Le roman s’ouvre sur de courts chapitres qui mettent en scène plusieurs personnages: la fille aux cent bracelets, le garçon à la cicatrice au sourcil, un dragon qui se réveille, le garçon aux neuf doigts et demi, et surtout le garçon invisible, ou plutôt ex-invisible. Il est à l'hôpital. Nous savons juste que « l'accident » a eu lieu quelques jours auparavant et que, pour la première fois, sa mère reste à ses côtés jour et nuit. Et, puis il y a Luna, sa petite sœur, la seule qui a un nom. Elle était aussi la seule qui pouvait le voir quand il était invisible.
Quand la psychologue de l'hôpital essaie de le faire parler, il raconte que tout a commencé avec les monstres. Ce garçon qui adore les comics et les super-héros a essayé de trouver et développer des super-pouvoirs pour leur échapper. Il s'est transformé en abeille, a respiré sous l'eau, a volé avec un dragon, puis il a fini par trouver son super-pouvoir: devenir invisible.
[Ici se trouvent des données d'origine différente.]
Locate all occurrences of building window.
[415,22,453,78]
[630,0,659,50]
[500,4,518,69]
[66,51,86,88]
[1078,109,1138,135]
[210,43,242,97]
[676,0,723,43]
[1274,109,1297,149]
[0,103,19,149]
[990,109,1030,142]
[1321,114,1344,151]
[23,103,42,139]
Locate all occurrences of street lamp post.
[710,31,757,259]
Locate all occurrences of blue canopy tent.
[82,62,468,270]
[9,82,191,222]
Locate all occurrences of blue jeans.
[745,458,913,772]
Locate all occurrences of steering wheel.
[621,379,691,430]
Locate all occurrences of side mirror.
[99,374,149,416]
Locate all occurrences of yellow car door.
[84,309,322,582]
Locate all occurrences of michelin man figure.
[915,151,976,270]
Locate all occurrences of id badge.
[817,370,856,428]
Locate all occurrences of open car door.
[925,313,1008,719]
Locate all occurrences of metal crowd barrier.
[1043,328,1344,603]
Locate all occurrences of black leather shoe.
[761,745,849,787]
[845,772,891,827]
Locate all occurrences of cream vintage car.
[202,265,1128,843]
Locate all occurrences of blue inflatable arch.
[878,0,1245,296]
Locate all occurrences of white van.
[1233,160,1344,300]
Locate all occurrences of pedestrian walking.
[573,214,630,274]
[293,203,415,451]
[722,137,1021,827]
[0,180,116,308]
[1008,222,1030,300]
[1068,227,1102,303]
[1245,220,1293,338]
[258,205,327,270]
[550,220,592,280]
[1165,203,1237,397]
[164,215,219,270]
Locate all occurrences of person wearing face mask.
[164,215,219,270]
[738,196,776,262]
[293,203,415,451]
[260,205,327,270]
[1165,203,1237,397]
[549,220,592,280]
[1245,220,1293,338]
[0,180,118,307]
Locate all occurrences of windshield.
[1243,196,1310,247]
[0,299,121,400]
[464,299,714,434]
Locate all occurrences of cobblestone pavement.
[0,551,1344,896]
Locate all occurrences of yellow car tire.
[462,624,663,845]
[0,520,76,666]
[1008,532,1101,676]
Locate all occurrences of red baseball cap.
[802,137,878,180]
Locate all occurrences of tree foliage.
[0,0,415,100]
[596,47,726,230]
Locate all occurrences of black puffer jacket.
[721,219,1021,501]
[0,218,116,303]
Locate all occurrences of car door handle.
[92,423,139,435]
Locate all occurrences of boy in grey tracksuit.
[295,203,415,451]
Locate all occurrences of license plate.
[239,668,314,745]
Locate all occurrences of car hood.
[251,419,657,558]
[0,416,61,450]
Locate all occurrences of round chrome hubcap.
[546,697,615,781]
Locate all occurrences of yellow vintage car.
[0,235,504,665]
L'enchaînement de courts chapitres assez fragmentés ne nous permet pas alors de nous situer vraiment. C'est ainsi que d'un récit assez nébuleux aux accents parfois fantastiques, on bascule d’un coup dans la réalité la plus crue: celle du harcèlement. Celle d'un garçon doué à l'école devenu le souffre-douleur, la cible d'un bourreau puis d'un groupe qui suit aveuglément. Les engrenages et mécanismes sont impeccablement démontés, l'ensemble du puzzle se met en place. Puis, sous les yeux de ceux qui ne veulent pas voir, des moqueries on passe aux coups, à l'envie de disparaître à la vue des autres, de s'accrocher à l'univers des super-héros et à son super-pouvoir pour échapper au monde réel, jusqu'à « l'accident » dont il réchappe de justesse grâce à l'amour de sa petite sœur et au combat d'une professeure qui a su voir la réalité.
Personne ne mérite d’être invisible et personne ne devrait avoir envie de le devenir. Le message de ce roman pour adolescents est clair et s'inscrit dans une littérature abondante autour du harcèlement, en particulier à l'heure des réseaux sociaux. Invisible est d'ailleurs publié chez Nube de tinta, le même éditeur espagnol que le best-seller mondial Wonder (auquel la référence est explicite). Mais ce que l'on retiendra surtout, c'est l'originalité de l'approche du thème, la maîtrise du récit et le jeu des contrastes entre la brutalité des faits et la capacité à revisiter la réalité à travers la voix si singulière et touchante du garçon invisible qui retranscrit une perception du monde où seule la part imaginaire rend la vie supportable.
Invisible rencontre un franc succès auprès des jeunes lecteurs espagnols (15e édition à ce jour). Il est traduit dans six langues.